Domenica 4 Dicembre

Quando il “pesce puzza dalla testa”: brutte storie ai vertici del calcio mondiale

LaPresse/Reuetes

Da Blatter, passando da Platini e Tavecchio, fino a Macalli, il calcio contemporaneo costellato da troppi inganni e malefatti, proviamo a riassumerli

È scritto nei Malavoglia di Giovanni Verga: “il pesce puzza dalla testa”. E come dare torto a questa frase-proverbio che pare fare della saggezza popolare un monito atemporale? I fatti che vanno succedendosi in questo periodo nel mondo del calcio sembrano essere la conferma reale di questa teoria popolana. Il pesce puzza dalla testa. Così, ecco Joseph Blatter, detto Sepp, presidente FIFA, il massimo del calcio mondiale, finire dritto dritto nella bufera non solo mediatica che lo vede accusato in prima persona di avere agito contro gli interessi stessi della FIFA. È la prima testa.

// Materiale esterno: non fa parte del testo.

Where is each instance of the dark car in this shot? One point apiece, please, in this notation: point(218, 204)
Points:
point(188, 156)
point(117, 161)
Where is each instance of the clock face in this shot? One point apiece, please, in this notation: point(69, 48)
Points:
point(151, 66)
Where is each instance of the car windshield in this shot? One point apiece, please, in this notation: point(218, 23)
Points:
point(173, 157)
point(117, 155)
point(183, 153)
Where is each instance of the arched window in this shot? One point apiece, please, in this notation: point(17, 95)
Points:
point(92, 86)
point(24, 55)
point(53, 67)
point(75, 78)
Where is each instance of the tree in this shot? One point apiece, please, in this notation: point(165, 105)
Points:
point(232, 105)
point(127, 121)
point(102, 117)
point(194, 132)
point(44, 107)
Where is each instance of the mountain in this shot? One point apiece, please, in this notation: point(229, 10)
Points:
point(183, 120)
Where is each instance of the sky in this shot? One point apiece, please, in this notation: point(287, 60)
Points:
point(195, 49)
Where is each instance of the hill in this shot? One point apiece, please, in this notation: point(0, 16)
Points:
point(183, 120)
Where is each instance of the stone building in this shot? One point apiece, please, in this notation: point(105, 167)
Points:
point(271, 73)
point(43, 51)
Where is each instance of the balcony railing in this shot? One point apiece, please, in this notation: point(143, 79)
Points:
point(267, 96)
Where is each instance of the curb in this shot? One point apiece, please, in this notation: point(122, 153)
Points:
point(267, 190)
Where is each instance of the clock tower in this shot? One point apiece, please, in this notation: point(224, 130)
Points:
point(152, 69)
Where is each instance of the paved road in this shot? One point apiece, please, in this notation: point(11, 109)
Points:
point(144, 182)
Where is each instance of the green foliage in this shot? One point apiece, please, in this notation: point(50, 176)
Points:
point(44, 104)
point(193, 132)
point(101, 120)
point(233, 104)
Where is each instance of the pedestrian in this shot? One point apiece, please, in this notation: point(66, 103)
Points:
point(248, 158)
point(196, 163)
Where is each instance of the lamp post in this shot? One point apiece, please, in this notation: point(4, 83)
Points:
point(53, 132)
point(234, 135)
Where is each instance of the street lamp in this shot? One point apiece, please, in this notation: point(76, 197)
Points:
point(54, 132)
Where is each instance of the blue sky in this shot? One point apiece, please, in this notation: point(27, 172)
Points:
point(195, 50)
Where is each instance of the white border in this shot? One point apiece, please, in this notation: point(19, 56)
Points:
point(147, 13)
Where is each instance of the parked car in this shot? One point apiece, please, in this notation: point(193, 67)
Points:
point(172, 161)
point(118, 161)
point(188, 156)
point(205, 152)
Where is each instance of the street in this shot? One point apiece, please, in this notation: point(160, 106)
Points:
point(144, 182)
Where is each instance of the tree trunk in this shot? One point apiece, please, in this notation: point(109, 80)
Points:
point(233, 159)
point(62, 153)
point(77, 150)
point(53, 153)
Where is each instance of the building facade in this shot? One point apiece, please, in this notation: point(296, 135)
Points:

La seconda testa è francese, e ha nome Michel e cognome Platini. Presidente dell’UEFA dal 2007, sempre vicino a Sepp, al quale vuole, vorrebbe, voleva succedere. Salvo che in questi giorni anche lui, Le Roi, è finito nel polverone che ha sorpreso i vertici del calcio. Michel pare aver ricevuto Da Blatter un pagamento illecito di 2 milioni di franchi svizzeri. La sua è la seconda testa. La terza testa è in Italia. Inanella gaffes su gaffes. È uomo d’altri tempi, d’altri principi e d’altre tecnologie. Vittima e agnello sacrificale, Carlo Tavecchio, presidente FIGC, passa dalle banane agli ebreacci con estrema nonchalance. Visto il suo ruolo, forse non è l’uomo giusto al posto giusto. Forse. E arriviamo alla quarta testa di oggi. Mario Macalli. Ex- Presidente LegaPro. Un uomo che è stato inibito per 6 mesi in quanto colpevole della violazione dell’articolo 1 bis del codice di giustizia sportiva. È scritto nei Malavoglia. E anche nella storia di un calcio che sembra sempre più nel pallone: il pesce puzza dalla testa.